Hedging and Speculative Execution

Retry waits for failure before trying again. Hedging does not wait. It sends a second request while the first is still in flight, races them, and uses whichever response arrives first.

The Failure Mode

The balance service has a p99 latency of 50ms and a p99.9 of 800ms. Most calls are fast. A tiny fraction are slow. These outliers are not caused by dependency failures; they are caused by garbage collection pauses, network path variance, kernel scheduling, or lock contention inside the balance service. The balance service is healthy. It is just occasionally slow for a single request.

Retry does not help here. A retry waits for the timeout (500ms), then sends a second request. Total time: 500ms + second request time. With hedging, the second request is sent at the p95 latency mark (say, 30ms). If the first request was an outlier, the second request almost certainly completes in normal time. Total time: ~50ms instead of 500ms+.

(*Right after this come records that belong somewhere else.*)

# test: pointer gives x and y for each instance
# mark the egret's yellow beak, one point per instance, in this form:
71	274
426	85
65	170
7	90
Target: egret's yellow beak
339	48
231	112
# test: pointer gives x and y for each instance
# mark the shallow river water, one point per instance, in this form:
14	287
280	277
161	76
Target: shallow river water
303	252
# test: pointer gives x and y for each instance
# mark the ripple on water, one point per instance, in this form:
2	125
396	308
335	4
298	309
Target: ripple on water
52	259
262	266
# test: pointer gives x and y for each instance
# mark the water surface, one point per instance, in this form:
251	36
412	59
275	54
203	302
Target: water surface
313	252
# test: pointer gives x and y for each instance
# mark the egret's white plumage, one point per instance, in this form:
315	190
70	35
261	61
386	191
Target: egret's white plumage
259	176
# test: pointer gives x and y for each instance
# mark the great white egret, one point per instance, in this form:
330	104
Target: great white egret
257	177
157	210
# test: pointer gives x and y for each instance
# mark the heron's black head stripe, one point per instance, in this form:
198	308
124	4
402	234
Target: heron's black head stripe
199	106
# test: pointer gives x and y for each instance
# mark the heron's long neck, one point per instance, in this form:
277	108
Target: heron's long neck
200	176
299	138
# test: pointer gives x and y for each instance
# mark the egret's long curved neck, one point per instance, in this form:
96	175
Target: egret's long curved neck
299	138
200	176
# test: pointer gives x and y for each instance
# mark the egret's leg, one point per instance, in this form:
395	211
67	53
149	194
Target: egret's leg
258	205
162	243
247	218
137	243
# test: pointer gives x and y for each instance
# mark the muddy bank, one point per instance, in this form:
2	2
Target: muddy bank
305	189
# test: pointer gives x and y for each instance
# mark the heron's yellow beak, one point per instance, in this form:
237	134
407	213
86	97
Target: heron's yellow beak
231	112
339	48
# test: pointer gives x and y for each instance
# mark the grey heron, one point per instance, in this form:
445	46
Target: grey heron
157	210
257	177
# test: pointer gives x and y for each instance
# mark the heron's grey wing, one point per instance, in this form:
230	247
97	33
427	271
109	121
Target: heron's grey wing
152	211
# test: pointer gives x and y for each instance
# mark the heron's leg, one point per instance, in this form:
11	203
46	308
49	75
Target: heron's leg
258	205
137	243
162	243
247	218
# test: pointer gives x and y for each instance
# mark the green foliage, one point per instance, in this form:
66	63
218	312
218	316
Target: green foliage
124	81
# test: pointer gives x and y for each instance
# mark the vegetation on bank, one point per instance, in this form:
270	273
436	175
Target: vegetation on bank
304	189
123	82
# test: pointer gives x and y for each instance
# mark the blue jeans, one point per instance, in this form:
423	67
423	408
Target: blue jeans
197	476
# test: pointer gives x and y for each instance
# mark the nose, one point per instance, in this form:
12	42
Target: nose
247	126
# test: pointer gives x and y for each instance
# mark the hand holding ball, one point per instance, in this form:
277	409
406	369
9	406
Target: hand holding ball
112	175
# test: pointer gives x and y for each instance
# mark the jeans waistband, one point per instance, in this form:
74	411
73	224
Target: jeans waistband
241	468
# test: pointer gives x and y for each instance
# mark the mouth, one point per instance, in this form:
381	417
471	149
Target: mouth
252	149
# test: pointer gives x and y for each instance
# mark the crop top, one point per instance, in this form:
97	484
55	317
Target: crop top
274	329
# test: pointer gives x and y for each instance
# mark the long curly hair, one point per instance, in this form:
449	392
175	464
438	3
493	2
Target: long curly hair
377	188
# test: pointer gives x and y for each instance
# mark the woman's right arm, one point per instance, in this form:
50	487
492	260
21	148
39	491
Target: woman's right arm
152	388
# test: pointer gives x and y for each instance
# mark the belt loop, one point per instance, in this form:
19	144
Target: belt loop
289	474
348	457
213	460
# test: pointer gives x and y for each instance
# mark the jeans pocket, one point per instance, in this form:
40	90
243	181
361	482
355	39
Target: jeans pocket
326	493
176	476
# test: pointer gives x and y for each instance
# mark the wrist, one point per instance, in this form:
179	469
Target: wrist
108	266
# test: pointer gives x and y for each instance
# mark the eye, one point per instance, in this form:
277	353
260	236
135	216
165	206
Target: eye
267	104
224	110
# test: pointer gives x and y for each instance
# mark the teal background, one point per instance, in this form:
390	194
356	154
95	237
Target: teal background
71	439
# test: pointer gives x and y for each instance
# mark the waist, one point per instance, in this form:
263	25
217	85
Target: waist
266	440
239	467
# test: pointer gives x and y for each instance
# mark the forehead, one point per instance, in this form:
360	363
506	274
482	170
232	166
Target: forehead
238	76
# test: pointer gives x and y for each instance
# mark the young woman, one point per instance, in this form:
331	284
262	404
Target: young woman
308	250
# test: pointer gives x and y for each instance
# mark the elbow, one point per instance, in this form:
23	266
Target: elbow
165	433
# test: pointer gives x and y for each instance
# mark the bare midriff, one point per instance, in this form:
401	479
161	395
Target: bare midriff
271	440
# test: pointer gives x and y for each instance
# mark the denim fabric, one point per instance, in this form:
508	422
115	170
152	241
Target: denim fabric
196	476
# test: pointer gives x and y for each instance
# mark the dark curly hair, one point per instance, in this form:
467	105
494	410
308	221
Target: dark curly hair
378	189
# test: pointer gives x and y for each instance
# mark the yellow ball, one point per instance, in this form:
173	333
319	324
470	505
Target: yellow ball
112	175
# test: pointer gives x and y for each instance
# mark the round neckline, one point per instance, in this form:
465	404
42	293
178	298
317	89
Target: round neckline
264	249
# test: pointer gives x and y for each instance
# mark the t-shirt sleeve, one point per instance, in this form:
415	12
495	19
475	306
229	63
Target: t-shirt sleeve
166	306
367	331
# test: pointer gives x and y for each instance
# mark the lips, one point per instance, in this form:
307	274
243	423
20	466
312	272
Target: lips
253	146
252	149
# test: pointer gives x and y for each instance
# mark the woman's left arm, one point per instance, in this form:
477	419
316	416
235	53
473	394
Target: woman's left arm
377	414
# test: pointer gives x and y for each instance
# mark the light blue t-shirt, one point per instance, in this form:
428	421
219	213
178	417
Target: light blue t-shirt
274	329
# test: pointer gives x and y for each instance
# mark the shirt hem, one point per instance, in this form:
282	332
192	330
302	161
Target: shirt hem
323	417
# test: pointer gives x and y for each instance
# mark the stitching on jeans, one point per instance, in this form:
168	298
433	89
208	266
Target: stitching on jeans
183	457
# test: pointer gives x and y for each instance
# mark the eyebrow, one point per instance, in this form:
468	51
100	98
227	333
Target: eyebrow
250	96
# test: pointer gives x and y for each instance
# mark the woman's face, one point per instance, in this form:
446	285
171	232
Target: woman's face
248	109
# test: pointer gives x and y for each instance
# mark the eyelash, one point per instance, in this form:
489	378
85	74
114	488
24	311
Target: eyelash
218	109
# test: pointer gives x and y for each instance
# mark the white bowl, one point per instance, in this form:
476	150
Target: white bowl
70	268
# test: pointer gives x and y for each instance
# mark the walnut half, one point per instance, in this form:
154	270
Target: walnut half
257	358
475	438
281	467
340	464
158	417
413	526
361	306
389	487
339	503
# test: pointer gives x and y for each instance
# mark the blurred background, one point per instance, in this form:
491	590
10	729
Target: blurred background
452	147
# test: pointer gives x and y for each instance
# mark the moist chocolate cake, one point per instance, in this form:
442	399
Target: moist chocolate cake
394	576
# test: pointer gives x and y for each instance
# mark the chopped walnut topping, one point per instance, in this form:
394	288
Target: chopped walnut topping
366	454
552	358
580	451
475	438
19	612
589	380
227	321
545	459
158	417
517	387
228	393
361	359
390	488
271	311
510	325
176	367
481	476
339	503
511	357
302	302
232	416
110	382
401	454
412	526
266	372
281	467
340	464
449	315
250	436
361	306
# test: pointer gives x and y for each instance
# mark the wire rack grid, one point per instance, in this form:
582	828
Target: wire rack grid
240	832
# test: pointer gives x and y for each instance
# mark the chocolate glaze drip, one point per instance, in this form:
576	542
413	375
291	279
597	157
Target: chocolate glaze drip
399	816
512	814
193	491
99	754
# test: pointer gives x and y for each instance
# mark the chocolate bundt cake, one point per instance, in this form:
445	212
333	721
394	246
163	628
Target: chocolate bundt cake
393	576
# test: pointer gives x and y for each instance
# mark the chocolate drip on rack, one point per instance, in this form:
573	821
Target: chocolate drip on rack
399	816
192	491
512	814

Hedging trades increased load for reduced tail latency. A 1% hedge rate (sending a second request for 1% of calls) roughly doubles load for 1% of calls but can reduce p99 latency by 10x.

The Cost Model

The decision to hedge depends on three factors:

Idempotency. The hedged operation must be safe to execute twice. Reading the account balance: safe. Deducting from the account balance: not safe without idempotency keys.

Load headroom. If the balance service is at 90% capacity, hedging adds 1-5% more load. At 50% capacity, the additional load is negligible. Hedging a service near capacity pushes it closer to saturation, increasing the very latency you are trying to reduce.

Tail latency distribution. If p50 is 20ms and p99 is 50ms, the tail is tight. Hedging adds load with minimal latency improvement. If p50 is 20ms and p99 is 800ms, the tail is wide. Hedging provides substantial improvement. The wider the gap between median and tail, the more effective hedging becomes.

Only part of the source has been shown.